4. Cultuur roept fascinatie op en stimuleert daarmee de ‘gerichte aandacht’ en brengt de ‘onvrijwillige aandacht’ tot rust.
Belastende werkomgeving
Draagt cultuurbezoek bij aan de vitaliteit van medewerkers en dus aan de productiviteit en slagvaardigheid van organisaties? CultuurWerkt! vroeg wetenschapsjournalist Mark Mieras om de onderzoeken op een rijtje te zetten.
De werkomgeving is belastend voor de menselijke geest: tijdens het weekend zijn medewerkers vitaler dan door de week. Dit effect is robuust en is onafhankelijk van inkomen, functie, lengte van de werkweek, de genoten opleiding, de economische sector waar men werkt, leeftijd, sekse en privé-situatie.
Statistische analyses laten zien dat het ‘weekendeffect’ berust op twee factoren: je verbonden voelen met de mensen om je heen en zelf kunnen bepalen wat je doet. Omgekeerd geldt gebrek aan collegialiteit en gebrek aan autonomie als belangrijkste oorzaken voor werkstress. Het gaat hier om twee elementaire menselijke behoeften die op de werkvloer vaak lastig te realiseren zijn. Organiseren, reorganiseren en carrière maken, dat gaat nu eenmaal gepaard met sociale wrijving. Procedures, taken en doelstellingen beperken de autonomie. Er valt nauwelijks aan te ontkomen. De chronische stress kan op den duur de gezondheid en veerkracht van medewerkers aantasten, het verhoogt de kans op overgewicht en verslavingsgedrag.
Medewerkers afschermen voor werkstress is dus lastig, je kunt ze wel helpen om met de werkstress om te gaan. Onderzoekers richten zich vaak op het begrip ‘vitaliteit’. Sport en fitness zijn inmiddels ingeburgerd als middel om de vitaliteit van medewerkers te verhogen. De positieve invloed van fysieke beweging op lichaam, cognitie en emotie is goed gedocumenteerd. Met name de afbraak van stresshormoon cortisol en de stimulering van het serotonine-systeem, maken sporters optimistischer en minder kwetsbaar voor stress.
In een studie van het Trimbos-instituut wordt sport zelfs aangemerkt als, in veel gevallen, een goed alternatief voor het slikken van antidepressiva.
Vitaliteit is het vermogen van mensen om zich fysiek, mentaal en sociaal flexibel aan te passen aan veranderende omstandigheden
Lang niet iedereen voelt zich geroepen om de sportschool of de sportclub te bezoeken. Of je van sport houdt of niet is mede een aangeboren eigenschap. Ook voor oudere medewerkers, een voor stress kwetsbare groep, is intensief sporten lang niet altijd een oplossing.
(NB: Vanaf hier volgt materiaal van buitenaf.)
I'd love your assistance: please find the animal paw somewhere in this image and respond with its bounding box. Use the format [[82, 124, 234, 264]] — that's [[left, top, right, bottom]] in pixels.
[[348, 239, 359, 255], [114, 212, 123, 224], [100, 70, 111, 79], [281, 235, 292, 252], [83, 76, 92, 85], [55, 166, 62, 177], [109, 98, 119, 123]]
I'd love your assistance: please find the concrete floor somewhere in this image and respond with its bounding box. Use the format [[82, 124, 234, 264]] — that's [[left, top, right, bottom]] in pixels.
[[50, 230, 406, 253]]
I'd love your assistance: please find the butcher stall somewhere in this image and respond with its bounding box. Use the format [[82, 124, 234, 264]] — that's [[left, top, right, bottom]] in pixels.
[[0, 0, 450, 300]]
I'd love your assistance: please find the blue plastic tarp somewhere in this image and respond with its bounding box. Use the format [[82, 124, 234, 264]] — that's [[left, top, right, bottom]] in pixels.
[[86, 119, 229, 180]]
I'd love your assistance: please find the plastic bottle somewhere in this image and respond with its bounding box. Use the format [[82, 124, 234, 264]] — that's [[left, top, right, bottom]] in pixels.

Cultuur maakt vitaal: de cijfers
Gelukkig zijn er ook andere manieren om de vitaliteit te verhogen. Breed onderzoek toont een statistisch positief verband tussen het bezoek van theater, concert en museum en de eigenschappen vitaliteit, optimisme en gezondheid.
In een analyse van de vragenlijsten ingevuld door ruim 50.000 Noren bleek podiumkunst een positieve uitwerking te hebben op angst en depressie en de algehele gezondheid.
Opmerkelijk genoeg is deze positieve uitwerking op depressie zelfs sterker dan bij sportactiviteit. Onderzoekers in de Verenigde Staten, Engeland en Schotland vinden overeenkomstige resultaten.
In het Engelse onderzoek werd berekend dat theaterbezoek gemiddeld even veel aan de levenstevredenheid bijdraagt als een netto loonsverhoging van 1250 euro per jaar.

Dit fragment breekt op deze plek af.